Unser mittelfristiges Ziel ist es, auch mit Cataclysm die 25er Raids beizubehalten, daher möchten wir unseren Pool netter Spielerinnen und Spieler im Hinblick auf das neue Addon aufstocken. Schwerpunkt bei unserer Suche liegt hierbei eindeutig auf dem Spaß im Spiel miteinander und dem angenehmen Gildenklima in Verbindung mit erfolgreichen Raids ( ja, das geht! )

Die Lootverteilung erfolgt bei uns gerecht, ab den Cata-Raids dann mit DKP und auch Gelegenheitsspieler und Berufstätige sind bei uns gut aufgehoben wenn sie sich integrieren, engagieren und regelmäßig online sind. 

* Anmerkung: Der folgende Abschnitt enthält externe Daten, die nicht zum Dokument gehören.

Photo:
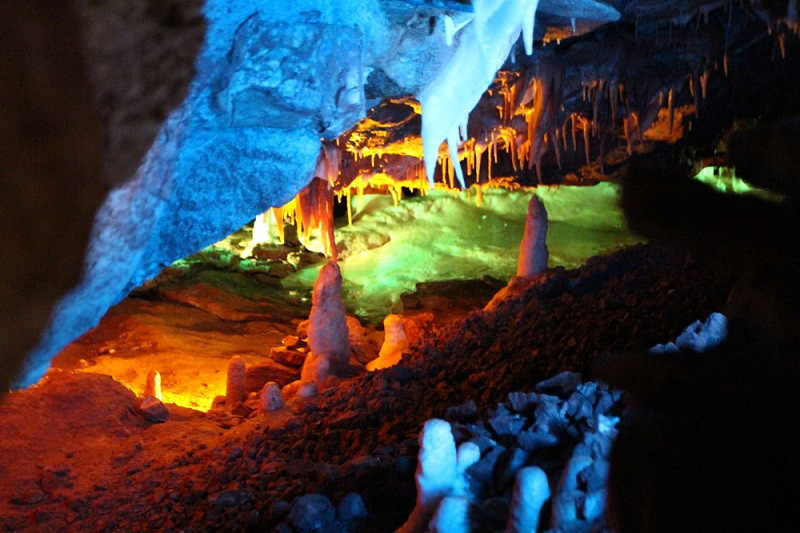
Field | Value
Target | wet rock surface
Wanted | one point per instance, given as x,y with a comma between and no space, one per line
361,437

Epicgeile GS Fanatiker sind bei uns definitiv fehl am Platz.

Was wir Euch also bieten:

- Ein paar legendäre Flügel
- Feste Raidtage. Unsere 25er Termine sind zur Zeit Donnerstags, Sonntags und Dienstags jeweils von 19.30 - 23.00 Uhr, Ladebeginn ist ab 19.00 Uhr. 
- Feste 10er Raids und bei Bedarf Aufbau einer zweiten Gruppe
- Eine fähige Raidleitung 
- Ein gutes und angenehmes Raidklima
- Nette Spieler und eine geduldige Gildenleitung. 
- Natürlich eine Homepage, Teamspeak und ein dufter Gildenwappenrock
- Fläschchenversorgung innerhalb der Raids sowie ein leckeres Fischmahl für Alle

Weitere Infos zur Gilde findet Ihr bei Interesse im Forum unter http://www.angel2get...wtopic.php?t=66


Was wir von Euch erwarten: 

- Ihr seid "erwachsen", habt (mindestens) einen Char der Stufe 80, seid regelmäßig online und möchtet einfach nur Spaß am Spiel haben
- Ihr seid zuverlässig, Sympathie und Durchhaltevermögen sind Euch keine Fremdwörter auch wenn es mal nicht gleich klappt. 
- TS3 und gängige Raidaddons sind für Euch selbstverständlich.
- Unser Altersdurchschnitt ist gehoben, ein Mindestalter von 18 müssen wir auch wegen der Raidzeiten voraussetzen. 
- Da wir keine Twinkgilde sind, werden ausschließlich Mainchars akzeptiert.
- Ihr solltet tolerant und kritikfähig sein 
- Ihr lest / erarbeitet Euch selbstständig Bossguides bzw. Videos der Euch unbekannten Bosse
- Ihr "beherrscht" Euren Char
- Eure Ausrüstung ist optimal gesockelt und verzaubert - auch und gerade wenn sie NICHT high-end ist.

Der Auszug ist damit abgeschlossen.